The proposal is at “discussion stage” and what shape it would finally take is yet to seen, a senior official said.
Already, in sectors like telecom, information technology and surveillance equipment, government has imposed the condition that the sourcing of equipment by the foreign investor should be from ‘trusted sources’. The FDI oversight mechanism will also address other vulnerabilities that might arise through this investment route, which is being promoted.
This mechanism will add a layer of post-investment scrutiny for FDI. Prior approval process is already in place for FDI depending on the sectors. Some sectors are under automatic route while proposals in others have to be cleared by the government. Some proposals also require detailed security clearance.
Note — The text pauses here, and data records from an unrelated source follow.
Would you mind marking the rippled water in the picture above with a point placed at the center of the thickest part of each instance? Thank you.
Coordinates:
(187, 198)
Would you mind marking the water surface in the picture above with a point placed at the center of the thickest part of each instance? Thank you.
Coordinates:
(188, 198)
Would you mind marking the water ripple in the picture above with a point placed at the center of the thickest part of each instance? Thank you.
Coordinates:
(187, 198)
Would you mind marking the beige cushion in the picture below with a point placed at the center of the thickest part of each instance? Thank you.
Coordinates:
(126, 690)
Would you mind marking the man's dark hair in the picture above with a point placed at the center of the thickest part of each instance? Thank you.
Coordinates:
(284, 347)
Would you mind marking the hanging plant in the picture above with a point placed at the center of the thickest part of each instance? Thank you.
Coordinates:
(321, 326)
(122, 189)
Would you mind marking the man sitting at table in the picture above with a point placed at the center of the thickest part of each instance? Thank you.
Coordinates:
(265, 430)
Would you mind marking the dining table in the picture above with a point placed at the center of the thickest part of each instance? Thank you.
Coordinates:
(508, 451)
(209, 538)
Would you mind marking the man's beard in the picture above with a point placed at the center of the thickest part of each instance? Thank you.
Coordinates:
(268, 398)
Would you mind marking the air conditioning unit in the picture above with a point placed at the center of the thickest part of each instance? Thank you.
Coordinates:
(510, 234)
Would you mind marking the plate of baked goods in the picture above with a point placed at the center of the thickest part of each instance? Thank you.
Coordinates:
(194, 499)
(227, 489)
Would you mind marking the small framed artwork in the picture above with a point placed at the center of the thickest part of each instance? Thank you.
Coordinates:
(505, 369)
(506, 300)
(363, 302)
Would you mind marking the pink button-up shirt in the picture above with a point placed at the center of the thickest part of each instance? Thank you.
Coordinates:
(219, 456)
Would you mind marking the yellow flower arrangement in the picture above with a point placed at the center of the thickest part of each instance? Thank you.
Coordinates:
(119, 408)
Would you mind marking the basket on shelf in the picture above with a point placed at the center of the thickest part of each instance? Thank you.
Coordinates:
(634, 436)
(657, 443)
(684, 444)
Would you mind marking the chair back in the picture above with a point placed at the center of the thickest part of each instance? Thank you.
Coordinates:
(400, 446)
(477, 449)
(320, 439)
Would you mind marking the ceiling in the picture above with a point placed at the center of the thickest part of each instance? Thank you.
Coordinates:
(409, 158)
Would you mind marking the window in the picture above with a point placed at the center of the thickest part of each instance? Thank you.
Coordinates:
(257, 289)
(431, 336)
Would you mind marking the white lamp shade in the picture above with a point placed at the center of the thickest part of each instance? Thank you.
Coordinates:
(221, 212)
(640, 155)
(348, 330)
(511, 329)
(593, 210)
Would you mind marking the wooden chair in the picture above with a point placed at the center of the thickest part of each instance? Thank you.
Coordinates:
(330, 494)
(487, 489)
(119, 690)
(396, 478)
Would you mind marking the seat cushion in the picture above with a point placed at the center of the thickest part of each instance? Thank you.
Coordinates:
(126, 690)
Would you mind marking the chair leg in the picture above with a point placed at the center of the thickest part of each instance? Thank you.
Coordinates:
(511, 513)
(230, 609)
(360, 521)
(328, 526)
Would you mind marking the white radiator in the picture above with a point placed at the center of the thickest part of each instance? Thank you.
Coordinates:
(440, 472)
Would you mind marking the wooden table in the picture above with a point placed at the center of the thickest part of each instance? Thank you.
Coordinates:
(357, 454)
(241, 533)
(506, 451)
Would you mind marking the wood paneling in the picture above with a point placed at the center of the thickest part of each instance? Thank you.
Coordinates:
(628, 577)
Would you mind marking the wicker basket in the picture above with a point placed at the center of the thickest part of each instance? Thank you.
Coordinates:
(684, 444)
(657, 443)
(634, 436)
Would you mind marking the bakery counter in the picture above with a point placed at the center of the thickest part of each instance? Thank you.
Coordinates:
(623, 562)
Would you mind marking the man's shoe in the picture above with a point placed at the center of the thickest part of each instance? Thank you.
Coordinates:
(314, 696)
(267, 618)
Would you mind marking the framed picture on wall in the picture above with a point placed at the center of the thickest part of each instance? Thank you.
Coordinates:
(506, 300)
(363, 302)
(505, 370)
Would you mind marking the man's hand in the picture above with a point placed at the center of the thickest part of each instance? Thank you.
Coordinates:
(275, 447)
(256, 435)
The European Union (EU) has an FDI Screening Regulation in force from 2020. It provides with a framework for screening incoming FDI from non-EU countries for better equipping the EU to identify, assess and mitigate potential risks certain FDIs pose to the security or public order of the Union or its Member States.
These concern access to sensitive information, security of supply of critical inputs, and control over crucial technologies. The EU is now pushing for mandatory FDI screenings for all its member states.
In the US, the Committee on Foreign Investment in the United States (CFIUS) is the federal agency that oversees FDI. It reviews FDI transactions and certain real estate transactions to determine their potential national security implications. The US also has a law that provides a framework for the review of different types of FDI transactions.
The US regulations even assess the transaction’s effect on the resilience of critical U.S. supply chains, its technological leadership in specified industries, investment trends that may have consequences for a given transaction’s impact on national security, cybersecurity risks and risks to U.S. persons’ sensitive data.